Today New City Initiative is comprised of 43 leading independent asset management firms from the UK and the Continent, managing approximately £500 billion and employing several thousand people.
Published by Charles Gubert
In less than five months, the Markets in Financial Instruments Directive II (MiFID II) will become UK law. The asset management industry – certainly in the UK – has faced a number of disruptions over the preceding 12 months including a hard-hitting Financial Conduct Authority (FCA) market study, and Brexit.
Brexit remains an unknown, but it is an obvious priority for managers distributing UCITS or AIFMs into the EU. It is understandable that some managers may have been morepreoccupied with formalising or contemplating the best way to navigate Brexit than MiFID II.
Analysis of 562 asset managers of all sizes in June 2017 by RSRCHXchange found 54% of firms said they did not have enough information about research unbundling. Fortunately, only 2% of managers said they were unaware of unbundling, although arguably this statistic is 2% higher than what it should have been.

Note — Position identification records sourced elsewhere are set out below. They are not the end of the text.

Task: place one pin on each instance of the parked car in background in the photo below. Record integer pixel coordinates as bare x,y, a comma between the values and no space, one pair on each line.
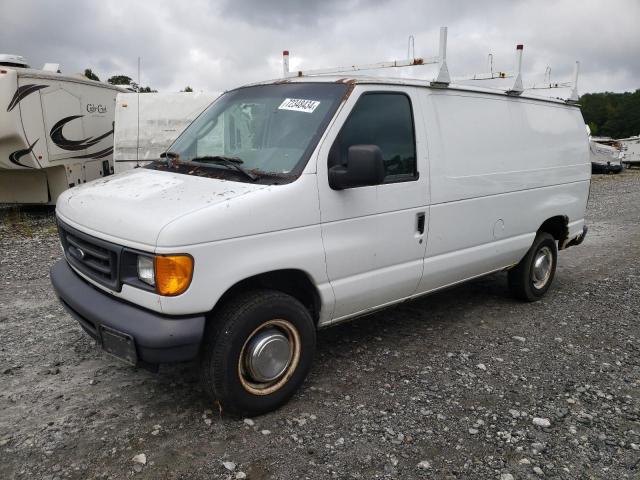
606,155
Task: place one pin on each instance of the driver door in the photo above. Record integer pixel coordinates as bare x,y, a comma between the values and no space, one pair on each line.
375,236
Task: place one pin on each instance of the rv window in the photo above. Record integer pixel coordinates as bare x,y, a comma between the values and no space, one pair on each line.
385,120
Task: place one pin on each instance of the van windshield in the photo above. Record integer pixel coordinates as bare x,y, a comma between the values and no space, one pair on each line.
266,131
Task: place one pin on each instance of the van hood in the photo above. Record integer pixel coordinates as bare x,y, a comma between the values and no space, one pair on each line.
134,206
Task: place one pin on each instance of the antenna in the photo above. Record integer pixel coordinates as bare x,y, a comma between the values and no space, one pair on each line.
574,97
443,78
285,63
548,84
490,75
411,47
138,111
517,87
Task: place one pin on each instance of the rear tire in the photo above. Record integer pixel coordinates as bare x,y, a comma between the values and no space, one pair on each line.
234,368
532,277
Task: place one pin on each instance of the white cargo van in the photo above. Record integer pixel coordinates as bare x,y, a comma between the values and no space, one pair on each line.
296,204
56,131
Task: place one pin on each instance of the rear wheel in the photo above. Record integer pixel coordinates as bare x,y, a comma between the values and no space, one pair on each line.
257,352
532,277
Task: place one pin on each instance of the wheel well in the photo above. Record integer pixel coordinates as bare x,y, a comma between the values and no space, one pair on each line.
292,282
557,226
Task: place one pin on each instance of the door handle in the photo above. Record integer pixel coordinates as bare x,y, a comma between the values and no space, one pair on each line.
420,217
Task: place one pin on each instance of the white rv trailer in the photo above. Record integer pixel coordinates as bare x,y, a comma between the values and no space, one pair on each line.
56,131
146,124
631,151
605,155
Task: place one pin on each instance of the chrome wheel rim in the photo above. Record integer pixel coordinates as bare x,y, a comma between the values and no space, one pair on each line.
269,357
542,266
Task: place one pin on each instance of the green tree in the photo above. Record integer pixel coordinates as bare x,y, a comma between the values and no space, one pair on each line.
610,114
90,75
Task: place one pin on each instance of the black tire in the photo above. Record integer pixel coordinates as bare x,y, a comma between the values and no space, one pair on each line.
226,338
522,283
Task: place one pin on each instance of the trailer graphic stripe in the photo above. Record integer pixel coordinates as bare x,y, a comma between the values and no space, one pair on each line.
15,156
100,154
22,92
73,145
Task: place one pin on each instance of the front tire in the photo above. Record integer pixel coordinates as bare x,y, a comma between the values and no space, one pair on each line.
257,352
532,277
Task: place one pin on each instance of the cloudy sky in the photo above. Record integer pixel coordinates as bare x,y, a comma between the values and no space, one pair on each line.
215,45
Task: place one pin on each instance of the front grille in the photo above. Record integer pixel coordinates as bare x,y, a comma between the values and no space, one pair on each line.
95,258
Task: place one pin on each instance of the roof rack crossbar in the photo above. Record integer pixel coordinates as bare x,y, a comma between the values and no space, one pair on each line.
442,77
574,96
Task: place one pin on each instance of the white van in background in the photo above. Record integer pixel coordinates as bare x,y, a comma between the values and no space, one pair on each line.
147,124
296,204
56,131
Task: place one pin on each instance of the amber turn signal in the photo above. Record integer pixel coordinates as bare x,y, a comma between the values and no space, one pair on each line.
173,273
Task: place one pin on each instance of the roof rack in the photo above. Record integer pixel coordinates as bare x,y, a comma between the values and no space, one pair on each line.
490,75
548,84
442,78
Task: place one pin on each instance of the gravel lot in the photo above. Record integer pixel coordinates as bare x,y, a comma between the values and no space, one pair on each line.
466,383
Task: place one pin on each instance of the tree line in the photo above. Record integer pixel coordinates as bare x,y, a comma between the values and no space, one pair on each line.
608,114
124,80
615,115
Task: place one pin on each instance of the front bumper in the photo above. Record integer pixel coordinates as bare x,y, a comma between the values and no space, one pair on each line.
157,338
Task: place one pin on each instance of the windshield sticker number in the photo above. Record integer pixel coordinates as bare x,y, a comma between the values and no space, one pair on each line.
299,105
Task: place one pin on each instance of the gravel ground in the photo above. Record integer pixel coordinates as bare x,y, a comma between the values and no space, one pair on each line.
466,383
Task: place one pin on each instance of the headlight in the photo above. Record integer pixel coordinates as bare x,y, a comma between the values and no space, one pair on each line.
145,270
173,273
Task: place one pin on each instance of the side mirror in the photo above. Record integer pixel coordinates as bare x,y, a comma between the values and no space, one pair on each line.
364,167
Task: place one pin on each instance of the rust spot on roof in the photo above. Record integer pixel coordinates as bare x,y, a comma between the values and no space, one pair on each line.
351,83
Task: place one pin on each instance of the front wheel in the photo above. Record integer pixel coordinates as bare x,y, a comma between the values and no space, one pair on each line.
257,352
532,277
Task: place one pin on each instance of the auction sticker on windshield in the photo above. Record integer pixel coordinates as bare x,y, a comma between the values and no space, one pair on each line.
299,105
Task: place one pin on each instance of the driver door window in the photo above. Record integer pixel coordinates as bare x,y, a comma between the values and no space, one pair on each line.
385,120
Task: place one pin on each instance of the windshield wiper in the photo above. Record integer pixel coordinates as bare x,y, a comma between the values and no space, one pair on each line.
232,162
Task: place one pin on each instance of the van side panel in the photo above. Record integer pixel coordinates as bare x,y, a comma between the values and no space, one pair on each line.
499,168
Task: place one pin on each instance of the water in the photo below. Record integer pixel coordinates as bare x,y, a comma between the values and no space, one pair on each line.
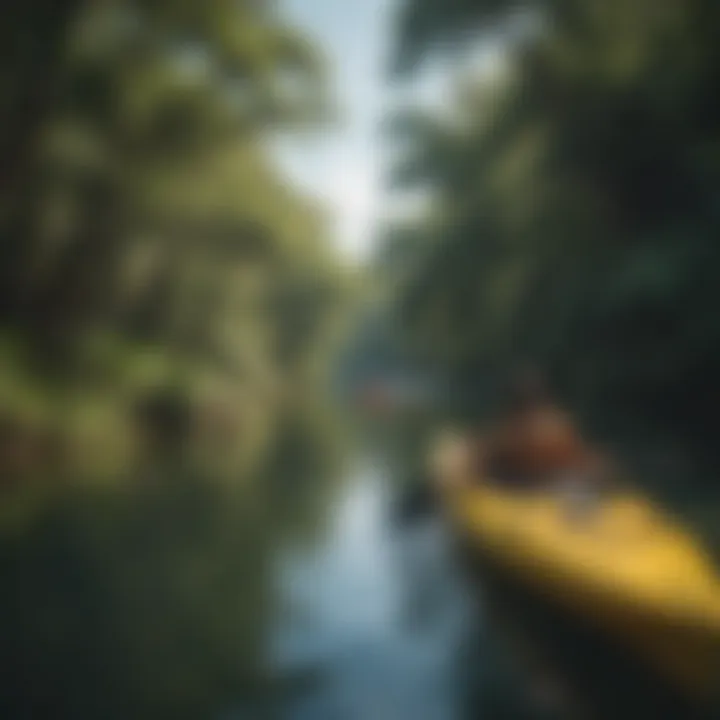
379,615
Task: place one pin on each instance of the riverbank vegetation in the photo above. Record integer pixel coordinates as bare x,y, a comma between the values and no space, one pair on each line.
572,178
168,305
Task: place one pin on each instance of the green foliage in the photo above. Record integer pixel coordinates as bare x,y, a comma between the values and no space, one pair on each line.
575,206
167,306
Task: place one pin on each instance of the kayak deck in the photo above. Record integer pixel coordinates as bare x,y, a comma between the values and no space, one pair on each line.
626,568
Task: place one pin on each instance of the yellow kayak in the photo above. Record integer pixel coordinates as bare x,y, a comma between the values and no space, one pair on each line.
626,569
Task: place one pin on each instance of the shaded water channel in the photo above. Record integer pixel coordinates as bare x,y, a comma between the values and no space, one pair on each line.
380,613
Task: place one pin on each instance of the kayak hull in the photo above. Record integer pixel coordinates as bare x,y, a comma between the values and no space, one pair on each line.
627,571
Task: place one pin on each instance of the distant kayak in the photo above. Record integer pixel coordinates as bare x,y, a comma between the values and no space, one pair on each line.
625,568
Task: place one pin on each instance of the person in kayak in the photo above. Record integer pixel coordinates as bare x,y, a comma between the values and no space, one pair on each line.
536,443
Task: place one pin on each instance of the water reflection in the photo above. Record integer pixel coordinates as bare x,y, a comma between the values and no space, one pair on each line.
382,614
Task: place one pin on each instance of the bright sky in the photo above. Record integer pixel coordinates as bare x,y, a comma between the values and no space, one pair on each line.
343,167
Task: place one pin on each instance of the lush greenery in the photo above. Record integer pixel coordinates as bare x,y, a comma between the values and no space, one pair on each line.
167,307
574,213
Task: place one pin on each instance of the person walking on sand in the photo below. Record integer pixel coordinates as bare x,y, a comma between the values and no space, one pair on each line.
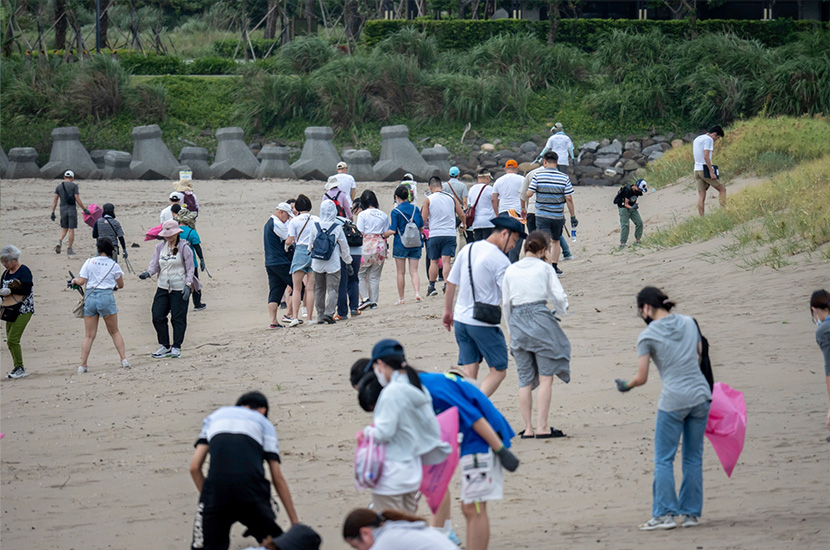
478,275
328,233
820,310
403,215
673,342
537,342
173,263
706,174
67,193
18,305
239,439
100,276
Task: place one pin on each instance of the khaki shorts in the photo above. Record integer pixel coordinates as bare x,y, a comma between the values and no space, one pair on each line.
703,184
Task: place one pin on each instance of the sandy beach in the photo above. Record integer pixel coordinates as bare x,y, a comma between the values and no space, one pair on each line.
99,461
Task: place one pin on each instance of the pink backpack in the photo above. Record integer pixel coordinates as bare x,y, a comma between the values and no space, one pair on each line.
368,462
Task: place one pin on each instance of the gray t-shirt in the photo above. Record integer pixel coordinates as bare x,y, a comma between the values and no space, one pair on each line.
823,341
672,343
67,190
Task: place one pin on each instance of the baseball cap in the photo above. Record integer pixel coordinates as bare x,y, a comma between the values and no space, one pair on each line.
285,207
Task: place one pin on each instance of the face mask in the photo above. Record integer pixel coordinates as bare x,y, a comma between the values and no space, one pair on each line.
381,378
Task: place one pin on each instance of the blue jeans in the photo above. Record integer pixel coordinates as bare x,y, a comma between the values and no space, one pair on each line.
690,424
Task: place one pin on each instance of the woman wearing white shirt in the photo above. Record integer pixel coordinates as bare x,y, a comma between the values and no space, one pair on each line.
374,224
537,342
299,234
100,275
481,198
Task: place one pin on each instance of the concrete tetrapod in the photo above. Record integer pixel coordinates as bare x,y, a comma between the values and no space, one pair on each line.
68,154
152,160
273,163
319,158
234,160
398,156
22,163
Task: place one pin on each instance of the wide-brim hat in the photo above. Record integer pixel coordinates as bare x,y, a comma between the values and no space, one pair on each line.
170,228
511,223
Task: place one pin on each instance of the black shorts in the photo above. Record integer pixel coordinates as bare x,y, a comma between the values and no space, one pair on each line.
212,525
69,217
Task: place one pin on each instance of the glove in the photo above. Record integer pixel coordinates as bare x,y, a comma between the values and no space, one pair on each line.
508,459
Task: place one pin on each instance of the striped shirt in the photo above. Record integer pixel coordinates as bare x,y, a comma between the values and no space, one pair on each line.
551,187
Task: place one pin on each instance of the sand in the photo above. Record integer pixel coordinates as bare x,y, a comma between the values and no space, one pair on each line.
100,460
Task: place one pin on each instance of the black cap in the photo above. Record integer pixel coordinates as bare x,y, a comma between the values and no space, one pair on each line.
511,223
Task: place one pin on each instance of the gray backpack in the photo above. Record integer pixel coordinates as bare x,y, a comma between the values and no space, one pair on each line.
411,237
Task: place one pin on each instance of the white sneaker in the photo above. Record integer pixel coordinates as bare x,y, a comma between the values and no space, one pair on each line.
663,522
689,521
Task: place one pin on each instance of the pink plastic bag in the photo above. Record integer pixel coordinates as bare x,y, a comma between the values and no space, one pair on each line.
437,476
95,213
726,428
368,462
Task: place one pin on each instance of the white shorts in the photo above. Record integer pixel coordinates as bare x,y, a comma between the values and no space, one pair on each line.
481,478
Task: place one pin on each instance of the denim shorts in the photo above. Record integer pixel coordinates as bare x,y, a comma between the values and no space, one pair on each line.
440,246
99,302
301,260
475,343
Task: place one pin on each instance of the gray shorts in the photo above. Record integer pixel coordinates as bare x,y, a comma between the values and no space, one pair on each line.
69,217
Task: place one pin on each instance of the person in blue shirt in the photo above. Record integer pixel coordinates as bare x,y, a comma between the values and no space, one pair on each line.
402,214
192,237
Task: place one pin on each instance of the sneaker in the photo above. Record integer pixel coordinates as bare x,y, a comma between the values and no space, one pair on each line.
17,372
663,522
689,521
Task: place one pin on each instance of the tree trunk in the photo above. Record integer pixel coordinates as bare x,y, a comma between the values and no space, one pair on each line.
60,24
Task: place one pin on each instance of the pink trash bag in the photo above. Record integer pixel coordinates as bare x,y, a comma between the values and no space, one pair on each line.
95,213
368,462
437,476
726,428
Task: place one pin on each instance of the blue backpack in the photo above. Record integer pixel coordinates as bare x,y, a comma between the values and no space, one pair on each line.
323,246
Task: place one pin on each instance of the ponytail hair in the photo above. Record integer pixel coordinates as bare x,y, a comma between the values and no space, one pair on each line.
363,517
398,362
654,297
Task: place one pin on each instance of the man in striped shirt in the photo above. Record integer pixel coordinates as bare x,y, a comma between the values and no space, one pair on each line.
553,191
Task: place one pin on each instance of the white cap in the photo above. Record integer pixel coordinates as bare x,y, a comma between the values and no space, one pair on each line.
285,207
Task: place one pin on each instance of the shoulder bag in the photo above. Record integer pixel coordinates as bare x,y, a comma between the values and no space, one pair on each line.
486,313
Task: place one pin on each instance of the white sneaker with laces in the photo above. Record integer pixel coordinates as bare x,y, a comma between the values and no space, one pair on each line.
662,522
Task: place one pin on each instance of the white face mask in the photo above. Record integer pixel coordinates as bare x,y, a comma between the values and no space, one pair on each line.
382,380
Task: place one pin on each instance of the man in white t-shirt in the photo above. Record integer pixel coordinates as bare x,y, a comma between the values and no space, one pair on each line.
479,339
439,211
347,183
706,175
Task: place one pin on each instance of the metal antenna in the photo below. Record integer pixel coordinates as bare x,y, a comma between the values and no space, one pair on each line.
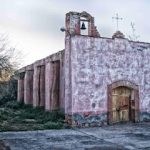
134,36
117,20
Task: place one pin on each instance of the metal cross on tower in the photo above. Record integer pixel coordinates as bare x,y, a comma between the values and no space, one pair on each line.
117,20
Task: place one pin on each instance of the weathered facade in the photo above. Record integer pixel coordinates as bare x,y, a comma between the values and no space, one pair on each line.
95,80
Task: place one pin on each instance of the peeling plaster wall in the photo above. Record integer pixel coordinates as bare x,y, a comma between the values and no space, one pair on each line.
98,62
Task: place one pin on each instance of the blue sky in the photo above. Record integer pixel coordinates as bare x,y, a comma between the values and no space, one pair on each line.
33,26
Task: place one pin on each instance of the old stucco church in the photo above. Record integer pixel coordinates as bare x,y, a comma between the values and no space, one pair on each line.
95,80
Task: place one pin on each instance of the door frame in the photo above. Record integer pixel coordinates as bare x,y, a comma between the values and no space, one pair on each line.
127,84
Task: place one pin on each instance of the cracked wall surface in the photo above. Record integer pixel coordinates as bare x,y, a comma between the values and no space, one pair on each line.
98,62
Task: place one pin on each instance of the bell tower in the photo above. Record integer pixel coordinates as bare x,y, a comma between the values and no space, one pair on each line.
81,24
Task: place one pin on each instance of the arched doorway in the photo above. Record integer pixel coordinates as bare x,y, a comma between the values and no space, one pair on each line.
123,102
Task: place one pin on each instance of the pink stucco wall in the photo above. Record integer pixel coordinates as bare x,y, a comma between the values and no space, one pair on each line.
97,62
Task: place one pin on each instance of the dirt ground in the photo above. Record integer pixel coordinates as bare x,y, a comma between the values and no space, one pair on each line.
116,137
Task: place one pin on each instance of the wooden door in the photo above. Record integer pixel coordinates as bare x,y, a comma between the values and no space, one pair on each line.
120,104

Most managers are seemingly leaving MiFID II compliance until the last quarter of 2017, although 60% told RSRCHXchange that they had already set or begun to set their research budgets, and decisions were in train about how they would pay for the research. Managers are now – after all – not allowed to use equity commissions to pay for research.
Most managers are either choosing one of; a transactional research payment account (RPA); an RPA funded by a direct charge to investors; incorporating research into overall profit & loss; or a hybrid model. Managers in different markets have their own preferences for how they will pay for research going forward. It appears managers in the UK, Benelux and Germany are happy to incur the cost of research into the P&L, while client funded RPAs are more popular in Scandinavia and Spain.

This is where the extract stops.